先日、東日本大震災で被災し、自宅が「大規模半壊」となった方から、住宅ローン返済についてご相談がありました。
その方は、年齢や家族環境から自宅の自宅戻ることは諦め、自宅を取り壊したそうです。自宅には、数百万円のローンが残りましたが、現在は返済の目途が立ちません。何よりも今生きることへ注力しなければならないからです。
その方に対する銀行の対応は、私には理解できません。銀行は、まず返済口座に入金になった災害支援金で返済して欲しいと求めたそうです。その上に、保証人の追加を求めたとの事。その方には、嫁に出した娘さんがいるだけで、なかなか保証人になって欲しいとは言えないと訴えます。
まったく、その通りだと考えます。
まず、支援金は、生活再建のためのもので、ローンの一括返済を求めることは道義上からも許されません。

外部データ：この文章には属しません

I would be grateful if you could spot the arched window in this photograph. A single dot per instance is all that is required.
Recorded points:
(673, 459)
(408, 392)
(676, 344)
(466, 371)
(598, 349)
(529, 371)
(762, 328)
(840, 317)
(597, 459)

次いで、「二重ローン」の案件として、債務の免除を想定して対応すべきではないでしょうか。
その方は、もう住まない自宅は処分したいとも言っていますから、一般法人個人版私的整理ガイドライン運営委員会へ案件持込により弁護士に対応処理を委ねるべきです。
または、銀行は更なる約定返済元金ゼロ円=利息のみ返済を提案し、意思疎通と納得の上で一括返済要求を取り下げるべきです。併せて、担保の任意処分に協力することが求められます。
更に、後日の紛議の原因となる保証人追加は、無理なく実態に合わせるべきで、本件では追加に馴染まないと考えます。
ともかくも、銀行はプロとしてあらゆる智恵を駆使して顧客保護に奔走すべきです。意思の疎通が不冴えなのは顧客の理解不足は当たり前でやむなしとして対応して欲しいと願います。
さて、前述の個人版私的整理ガイドラインの利用は、まったく芳しくありません。ある意味生活再建の切り札のように期待されていますから、とても残念な内容です。
8月22日から10月7日までのお問合せ件数は、受付件数1,152件(うち一般的な制度についての照会436件、個別のご相談716件)程度です。
また、登録専門家(弁護士等)を照会した件数は、117件。
債務整理開始の申し出件数は、全体で16件です。うち茨城県は、0件。この0件は、余りにも理解できない水準です。
つまり、このガイドラインに不備があるのか、運用に不備があるのか、いずれにしても使い勝手の悪い制度であることに間違いありません。
やはり、適用用件が非現実的です。「既往債務が返済できない、または近い将来返済できないことが確実」のについて、近い将来を6ケ月としている点です。
また、使い勝手は、書類の煩雑さや地震保険の処分など生活の実態を理解しない対応だからです。
更に、委員会の人員不足から、事務が進まない現実もあるようです。
もともと二重ローン問題は、自己破産債務整理手法を踏襲していますから、長期に構造的に破産するほどの困窮をした人と突然の津波等によって資産価値と生活の糧を失い、現在は行政の言っての保護下にある方と同一にはできないと思います。
それは、かつて銀行を救済したときのような理屈を越えた救済策として運用すべきです。金融機関も債権の消去が合法的に実行され資本を毀損しないものなら積極的に対応すべきだと考えます。
いずれにしても、利用されない制度と組織は無駄ですから、実効性を高める指揮が求められます。